In the past few years I’ve been fortunate enough to conduct detailed personal examinations of most of the extant major Viking lander hardware (capturing over 3,000 detailed photographs and ~1,000 measurements). This includes the Proof Test Capsule lander at the Smithsonian; the backup Flight Capsule 3 lander owned by the Viking Mars Missions Education and Preservation Project (VMMEPP) and exhibited at The Museum of Flight in Seattle; what was the Science Test Lander, now at the Virginia Air and Space Center; another test lander at the California Science Center; a spare surface sampler (subject of this forum topic) and Collector Head Shroud Unit at the NASA Langley Research Center; plus a few other hardware pieces owned by the VMMEPP and others such as a High Gain Antenna and an X-Ray Fluorescence Spectrometer.

I’ve collected historic photographs, drawings and diagrams, plus a set of lander body assembly blueprints.

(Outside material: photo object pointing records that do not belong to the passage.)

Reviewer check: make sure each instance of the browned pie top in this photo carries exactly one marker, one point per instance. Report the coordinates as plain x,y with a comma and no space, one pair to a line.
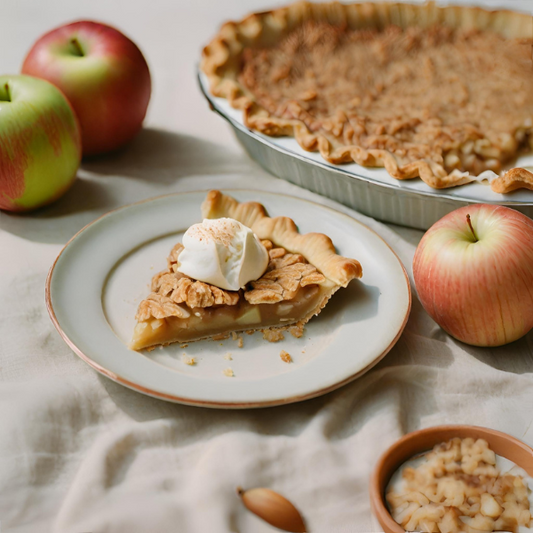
286,273
460,99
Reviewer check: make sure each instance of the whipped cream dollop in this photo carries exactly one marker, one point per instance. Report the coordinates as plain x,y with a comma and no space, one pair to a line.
222,252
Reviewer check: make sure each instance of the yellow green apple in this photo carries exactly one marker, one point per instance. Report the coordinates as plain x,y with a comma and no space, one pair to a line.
40,143
473,272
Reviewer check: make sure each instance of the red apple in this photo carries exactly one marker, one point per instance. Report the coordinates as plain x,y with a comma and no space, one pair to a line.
40,143
102,73
473,272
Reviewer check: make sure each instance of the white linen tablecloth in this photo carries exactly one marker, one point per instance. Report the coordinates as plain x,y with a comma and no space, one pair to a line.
79,453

All the photos and measurements I’ve captured are in public Google Photos albums (a few links in-line above), for those who may be interested. My SketchUp model components are also publicly available, some in the 3D Warehouse and everything in a DropBox folder. I’m in my 50’s now, and hope that my brain and eyesight holds out for a few more years to complete the lander digital re-creation project. The Viking missions were incredibly ground-breaking then (and even now in many ways), and deserve to be preserved and remembered.

Edited to add two videos that bring this back to SketchUp: a Making-Of video and an animation of the Viking lander’s legs.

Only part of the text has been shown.